557.  acyutah - a) One who never slips from His glory.
                                   b)  One who never
lets His devotees slip.
                                   c)  One who
undergoes no modifications such as birth, growth,
                   disease, etc.

om acyutAya namah.

We came across this nAma twice before (nAma-s 101 and
320).  The contents of the previous explanations have
been included in the following summary.  

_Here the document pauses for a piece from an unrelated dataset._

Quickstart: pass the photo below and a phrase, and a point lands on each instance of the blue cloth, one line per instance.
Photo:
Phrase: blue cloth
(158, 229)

a)    cyuti means "fall" and cyuta means "fallen".  
acyuta means "One
who has never fallen from His true nature".  
Different anubhava-s are
given to further expand this guNa of the Lord.   Sri
Bhattar points out
that He does not ever fall from His position of
overlordship  unlike
Brahma, Indra, etc. who are subject to loss of
position, and therefore
He is called acyuta.   In support of the
interpretation that bhagavAn does 
not undergo transformations like others, SrI BhaTTar
quotes the following:

	cyavanotpattiukteshu brahmendra varuNAdishu     |
	yasmAn na cyavase sthAnAt tasmat samkIrtyase acyutah 

The source of this reference has not been provided in
Prof. SrInivAsa rAghavan's text.  The meaning is: 
"Whereas brahma, varuNa, and others are subject to
birth and death and fall down from their position,
Thou dost not fall down like that.  So Thou art called

Sri rAdhAkrshNa SAstri points out that He also does
not slip from His position by being influenced by kAma
etc. unlike Brahma, Indra etc.

In mahAbhArata we have "yasmAt na cyuta pUrvo'ham
acyutastena karmaNA" - SAnti parva
12.330.16.   Sri Sankara interprets the above as
meaning "svarUpasAmarthyAt na cyuto na
cyavate na cyavishyata iti acyutah" - He has not
lapsed, is not lapsing, and will not lapse from His
own glory; hence the name acyuta.

The dharma cakram writer points to the passage in
muNDakopanishad which 
describes the two birds sitting in different branches
of the tree, one tasting the 
fruit and the other just watching the bird that is
tasting the fruit (of karma).   
This has been described in a previous write-up. 
BhagavAn is the acyuta, from 
His superior position, watching the jIvAtmA which is
tasting the fruits of karma 
in this case.

b)  Sri Bhattar also gives the alternate vyAkhyAna: "I
have never abandoned (my
bhaktas).  Because of this act of mine, I am known as
acyuta".  His
words are  "tebyah prapannebhyah na apagatah acyutah -
He is never away
from those who have sought refuge in Him".  Sri
nrsimharAghavAchAryar in his bhagavadgItA bhAshya has
given the
explanation na cyAvayati iti acyutah - One who does
not let His devotees
slip.  arjuna calls Lord kRshNa as acyuta since He has
taken it
upon Himself to be his charioteer  and will ensure
that arjuna will not slip.

SrI v.v. rAmAnujan adds the following reference from
rAmAyaNa  in support of 
the interpretation "He who does not let His devotee
slip" - na cyAvayati -
"mitra-bhAvena samprAptam na tyajeyam kathancana dosho
yadyapi tasya
syAt " - "No matter what flaws a person has, if he has
come to Me seeking My
friendship, there is no way that I will abandon him
under any circumstance".  
SrI rAmAnujan also gives the reference to divya
prabandham - "kArtigaiyAnum 
kari-mugattAnum kanalum mukkaN-mUrtiyum mODiyum
veppum mudugiTTu" - the reference here is to the story
of bANAsura who was
abandoned by the other devatA-s when he approached
them for protection.  Not
so with bhagavAn - na me bhaktah praNaSyati - "My
devotee will never perish" - gItA.

c) cyutam means modification.  The upanishad says of
BhagavAn -
"SASvatam Sivam acyutam" - Eternal, Auspicious, and
Changeless" - taittirIya 
AraNyakam - 10.11).   Sri rAdhAkrshNa SAstri points
out that BhagavAn is acyuta 
because He does not slip from stage to stage in the
sequence of events such as birth, 
living, growth, change in appearance, decay, and
finally disappearance from the body.